The Elephant Charge is an annual event which challenges teams of cars and motorbikes to complete a gruelling course through the Zambian bush. The Charge is held to raise money for conservation in Zambia, focussed on conservation through education, and in the ten years since in began, the event has raised over $892,000 which has been distributed to conservation organisations working across the country. The event is held at a different location each year over the the course of a weekend in September or October.
On the day of the Charge, the winning team is the one that completes a course of ten checkpoints in the shortest distance possible within the allowed 8 hours. Given a map and with skill and determination, each team must find their own route between the checkpoints through valleys, over ridges, across rivers and up escarpments in a trial of driving, navigating and endurance.
The teams that enter the Elephant Charge make a pledge to the conservation charities and every single dollar that the teams raise is passed directly to the Zambian beneficiary charities as grants. The money needed to put on the Elephant Charge competition itself is raised by the organising committee and comes from charge sponsors and a small entry fee paid by each team.

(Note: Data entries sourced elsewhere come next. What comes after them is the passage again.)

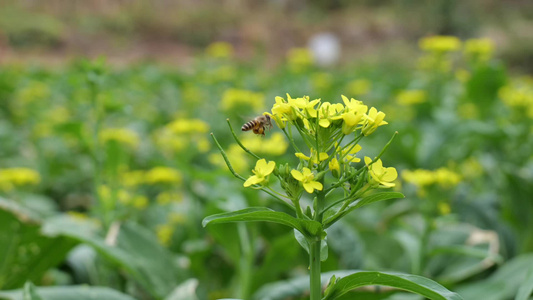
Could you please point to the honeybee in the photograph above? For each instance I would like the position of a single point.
(258, 124)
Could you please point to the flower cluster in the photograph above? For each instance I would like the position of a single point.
(331, 132)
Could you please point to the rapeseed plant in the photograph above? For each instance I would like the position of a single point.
(327, 168)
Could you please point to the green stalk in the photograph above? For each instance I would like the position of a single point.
(314, 268)
(245, 262)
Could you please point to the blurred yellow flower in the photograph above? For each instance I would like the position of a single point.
(481, 49)
(462, 75)
(411, 97)
(446, 177)
(177, 218)
(359, 87)
(139, 202)
(163, 175)
(33, 92)
(124, 136)
(237, 157)
(164, 233)
(132, 178)
(220, 50)
(468, 111)
(444, 208)
(440, 43)
(418, 177)
(443, 177)
(188, 126)
(13, 177)
(164, 198)
(519, 94)
(321, 80)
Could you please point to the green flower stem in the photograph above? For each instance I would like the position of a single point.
(304, 136)
(230, 167)
(289, 136)
(245, 262)
(384, 148)
(239, 142)
(314, 266)
(314, 251)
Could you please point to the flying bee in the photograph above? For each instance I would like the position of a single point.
(258, 124)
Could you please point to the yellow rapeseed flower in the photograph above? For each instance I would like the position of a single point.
(374, 119)
(261, 171)
(381, 175)
(306, 177)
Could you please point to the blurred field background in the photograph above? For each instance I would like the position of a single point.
(173, 31)
(107, 167)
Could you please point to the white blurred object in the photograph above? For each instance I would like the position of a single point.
(326, 49)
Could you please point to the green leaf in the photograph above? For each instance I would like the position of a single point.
(502, 284)
(25, 252)
(324, 251)
(185, 291)
(362, 202)
(30, 293)
(67, 293)
(526, 288)
(257, 214)
(412, 283)
(136, 251)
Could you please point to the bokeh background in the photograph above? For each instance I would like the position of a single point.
(107, 167)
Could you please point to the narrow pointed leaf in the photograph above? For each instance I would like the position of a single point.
(257, 214)
(362, 202)
(412, 283)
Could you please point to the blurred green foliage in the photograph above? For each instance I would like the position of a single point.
(118, 164)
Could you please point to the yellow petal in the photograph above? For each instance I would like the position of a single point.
(390, 174)
(252, 180)
(297, 175)
(324, 123)
(308, 187)
(316, 185)
(269, 168)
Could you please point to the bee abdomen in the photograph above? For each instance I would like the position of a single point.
(248, 126)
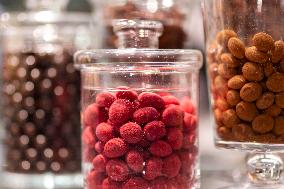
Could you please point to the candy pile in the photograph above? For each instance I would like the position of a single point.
(247, 83)
(139, 141)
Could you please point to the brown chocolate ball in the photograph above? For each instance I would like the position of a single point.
(246, 111)
(230, 118)
(251, 91)
(252, 71)
(263, 124)
(237, 82)
(265, 100)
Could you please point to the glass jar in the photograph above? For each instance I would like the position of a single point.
(140, 112)
(41, 91)
(246, 75)
(174, 14)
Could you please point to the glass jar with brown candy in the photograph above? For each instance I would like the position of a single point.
(174, 14)
(245, 58)
(41, 93)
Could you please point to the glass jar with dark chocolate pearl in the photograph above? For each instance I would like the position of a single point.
(174, 14)
(41, 93)
(140, 112)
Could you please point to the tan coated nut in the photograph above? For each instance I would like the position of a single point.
(279, 126)
(265, 100)
(236, 47)
(224, 36)
(226, 72)
(233, 97)
(251, 91)
(230, 60)
(230, 118)
(242, 132)
(237, 82)
(273, 110)
(252, 71)
(279, 99)
(222, 104)
(268, 69)
(275, 82)
(263, 42)
(277, 52)
(246, 111)
(263, 124)
(254, 55)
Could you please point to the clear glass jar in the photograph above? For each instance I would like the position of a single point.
(245, 70)
(41, 91)
(174, 14)
(140, 112)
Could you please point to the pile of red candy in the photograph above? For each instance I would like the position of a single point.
(139, 141)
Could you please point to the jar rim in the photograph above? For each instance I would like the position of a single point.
(100, 59)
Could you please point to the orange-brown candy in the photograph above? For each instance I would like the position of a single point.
(224, 36)
(233, 97)
(246, 111)
(273, 110)
(263, 42)
(263, 124)
(236, 47)
(230, 118)
(268, 69)
(242, 132)
(277, 52)
(237, 82)
(251, 92)
(252, 71)
(279, 99)
(222, 104)
(254, 55)
(230, 60)
(226, 71)
(279, 126)
(275, 82)
(265, 100)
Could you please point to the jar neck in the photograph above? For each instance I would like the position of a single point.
(138, 38)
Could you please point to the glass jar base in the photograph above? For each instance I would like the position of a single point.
(42, 181)
(249, 146)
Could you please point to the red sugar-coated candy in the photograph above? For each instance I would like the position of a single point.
(131, 132)
(175, 138)
(170, 100)
(88, 154)
(99, 147)
(159, 183)
(105, 99)
(94, 179)
(188, 140)
(148, 99)
(135, 160)
(117, 170)
(171, 166)
(104, 132)
(187, 106)
(189, 122)
(136, 183)
(145, 115)
(88, 137)
(110, 184)
(120, 111)
(99, 163)
(173, 116)
(155, 130)
(126, 93)
(160, 148)
(153, 168)
(114, 148)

The beneficiaries make grant applications each year and are selected based on the programs and projects thats they propose which are best placed to deliver on the Elephant Charge mission of conservation through eduction in Zambia. The beneficiaries prepare reports on how the funds have been spent through the year so that the Elephant Charge and the teams can be sure on how the money raised is spent.
Elephant Charge accepts entries in one of two classess: car or motorbike. Car teams consist of a vehicle with between two and six passengers, while motorbike teams comprise of three to four bikes and riders.
Each team must designate a navigator who is issued with maps and checkpoint cards before the race. Each team hopes that their navigator knows which way up to hold the map, their left from their right, and how to switch on the GPS.
Car teams designate a driver who is responsible for all the driving during the charge - and all of the blame afterwards. The rest of the team are runners. The runners scout through the bush for the shortest route that can be taken but which gets the team to the finish in one piece.
The exact location of the Elephant Charge is a carefully guarded secret until the day before the competition when directions to the charge site are released. The Teams meet at the site for sign-in and vehicle scrutineering on the day before the race andare given directions to get to their camp sites.
Maps are issued to the teams on the evening before the race. The maps show the location and GPS coordinates of each of the ten checkpoints. Each team is also given - by random draw - a starting checkpoint.
Teams study their maps the evening before the race and pick their intended route, aiming for the shortest possible distance across the course while avoiding the chasms, peaks and their own short-comings. During the race, the teams must visit each of the ten checkpoints before returning to their starting checkpoint. Each team can visit the checkpoints in any order and any direction they like.
The Elephant Charge is about covering the terrain in the shortest possible distance and there are no prizes for speed. However, the race does have a time limit and each team must return to their starting checkpoint by 3pm on race day, having completed the course, to be considered for the honours.
There are bush roads cut to each of the checkpoints and these are marked on the competitors maps. These roads never give the shortest distance but teams can use them if they are running short of time or are having trouble convincing their car to carry on.
Three of the checkpoints on the course are designated as the Gauntlet. These checkpoints are close together and include some extreme terrain. The Gauntlet allows the spectators to get close to the action and the teams to show off their abilities.
When the final results are calculated, each team's distance through the Gauntlet checkpoints is multiplied by three. This means it is especially important that teams aim for the shortest distance possible through the Gauntlet as it has a greater impact on their overall result.
There are two Tsetse Lines on the couse which teams can decide to attempt. Each Tsetse Line is between two checkpoints where the shortest distance would be extremely challenging. There is a special prize for the shortest distance achieved on each Tsetse Line.